Bu kafayla toplumca insanlar sağ kollarını havaya dikip selam duracaklar:

- Heil Hitler!..

Ali SİRMEN

Cumhuriyet / 22 Mart 

***

Uluslararası tepkiler

Reklamın Türk Yahudi Cemaati tarafından protesto edilmesinin ardından, İsrail’in Yedioth Aharonot gazetesi habere baş sayfasında yer verirken,  Anti-Defamation League (ADL - İftira ve İnkârla Mücadele Birliği)  reklamı iğrenç olarak niteledi.

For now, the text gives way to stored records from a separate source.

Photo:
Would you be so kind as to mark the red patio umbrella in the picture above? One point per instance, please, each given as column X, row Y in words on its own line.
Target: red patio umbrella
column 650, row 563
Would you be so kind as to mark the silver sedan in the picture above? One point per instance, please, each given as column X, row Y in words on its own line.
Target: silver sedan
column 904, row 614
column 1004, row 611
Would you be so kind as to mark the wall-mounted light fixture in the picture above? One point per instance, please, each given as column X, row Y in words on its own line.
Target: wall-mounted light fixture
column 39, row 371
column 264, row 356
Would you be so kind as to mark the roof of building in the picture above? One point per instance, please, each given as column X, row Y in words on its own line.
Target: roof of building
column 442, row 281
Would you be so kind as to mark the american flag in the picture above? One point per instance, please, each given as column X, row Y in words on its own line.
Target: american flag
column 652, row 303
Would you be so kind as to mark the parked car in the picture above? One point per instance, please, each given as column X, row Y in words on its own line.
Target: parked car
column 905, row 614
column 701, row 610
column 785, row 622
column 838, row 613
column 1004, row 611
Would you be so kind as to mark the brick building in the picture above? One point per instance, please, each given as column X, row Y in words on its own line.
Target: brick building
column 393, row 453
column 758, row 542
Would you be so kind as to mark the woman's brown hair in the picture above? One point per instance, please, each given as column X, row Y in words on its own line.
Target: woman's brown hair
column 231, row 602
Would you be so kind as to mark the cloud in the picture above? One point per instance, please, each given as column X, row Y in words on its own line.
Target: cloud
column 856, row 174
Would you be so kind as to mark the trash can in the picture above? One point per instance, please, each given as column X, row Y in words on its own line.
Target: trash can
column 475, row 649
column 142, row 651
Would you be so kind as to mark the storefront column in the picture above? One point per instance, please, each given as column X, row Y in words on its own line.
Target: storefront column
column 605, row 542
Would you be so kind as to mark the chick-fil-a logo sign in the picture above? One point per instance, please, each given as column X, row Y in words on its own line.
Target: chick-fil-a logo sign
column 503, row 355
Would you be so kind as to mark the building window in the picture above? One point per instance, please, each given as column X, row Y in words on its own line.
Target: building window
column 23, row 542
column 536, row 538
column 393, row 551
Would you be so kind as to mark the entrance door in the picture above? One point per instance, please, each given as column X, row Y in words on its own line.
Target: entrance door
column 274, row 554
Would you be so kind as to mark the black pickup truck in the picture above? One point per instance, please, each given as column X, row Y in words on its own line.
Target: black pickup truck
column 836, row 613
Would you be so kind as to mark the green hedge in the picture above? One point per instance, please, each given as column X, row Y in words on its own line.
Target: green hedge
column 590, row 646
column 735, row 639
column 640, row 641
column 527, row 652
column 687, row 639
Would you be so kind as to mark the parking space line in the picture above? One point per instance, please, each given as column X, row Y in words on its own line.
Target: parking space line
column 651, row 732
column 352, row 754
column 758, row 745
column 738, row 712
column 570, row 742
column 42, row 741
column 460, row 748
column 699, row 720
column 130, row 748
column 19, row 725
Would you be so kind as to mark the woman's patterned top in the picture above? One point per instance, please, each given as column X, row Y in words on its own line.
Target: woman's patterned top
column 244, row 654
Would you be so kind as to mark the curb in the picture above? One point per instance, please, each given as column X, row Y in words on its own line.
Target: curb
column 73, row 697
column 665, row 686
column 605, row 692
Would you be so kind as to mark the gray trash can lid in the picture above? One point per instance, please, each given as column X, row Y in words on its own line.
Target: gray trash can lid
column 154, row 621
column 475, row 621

ADL ayrıca açıklamasında TC Hükümeti’ne çağrıda bulunarak bu reklamı kınamasını talep etti. ADL Ulusal Direktörü Abraham Foxman söz konusu reklamda Hitler’in kullanılması hakkında şöyle konuştu: “Ürünleri daha iyi satmak için Hitler’i ve Holokost’u kullanarak yapılan bu son reklam maalesef diğer reklamlarda olduğu gibi Holokost’ta olanları önemsiz gibi göstermekte, yakın geçmişte olmuş bu korkunç katliamı tarihin basit bir olayı gibi tarif etmektedir.

Hitler ve Nazi ölüm makinesini kullanarak reklam yapmanın hiçbir geçerli sebebi olamaz.”